15 milyon insanın etkilendiği depremde depremzedeler için alınan istihdam tedbirleri bana göre yetersizdir. Örneğin, işsiz kalan asgari ücretlilere ödenecek işsizlik ödeneği 2.910 liradır. Kısa çalışma ödeneği asgari ücretlilere 3.664 liradır. Depremzedelere ödenecek aylık nakdî ücret desteği 4.003 liradır. Ortalama kira ücretleri nereye giderseniz gidin en az 5 bin liradır. Yapılacak yardımlar en az asgari ücret düzeyinde olmalıdır. 8.500 liranın altında verilecek yardımlar depremzedeye çare olmaz, onları açlık ve sefalet içinde yaşamaya mahkûm edersiniz.

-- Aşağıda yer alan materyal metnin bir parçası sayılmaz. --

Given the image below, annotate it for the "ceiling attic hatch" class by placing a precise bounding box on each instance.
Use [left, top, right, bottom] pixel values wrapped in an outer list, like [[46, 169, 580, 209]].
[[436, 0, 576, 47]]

İşsizlik Fonu'nda 125 milyar paramız var yani İşsizlik Fonu'nda işsiz kalan çalışanlara yetecek kadar paramız var. Dolayısıyla bu para işsiz kalan depremzede işçilere dağıtılması gerekir.

6 Şubat depreminde enkaz altında kalan insanlar "Kimse yok mu?" çığlıklarını yetkililere FOX TV, Halk TV, Tele1 aracılığıyla duyurmak isterken saray muhalif televizyonları cezalandırarak buna engel olmak istiyor. Ülkeyi yasaklarla yönetmeye çalışanlar, afeti felakete dönüştürenler, tüm sorumlular yargı önünde hesap vermelidir.

Yaralarımızı birlikte saracağız, geçmiş olsun Türkiyem” değerlendirmelerinde bulundu.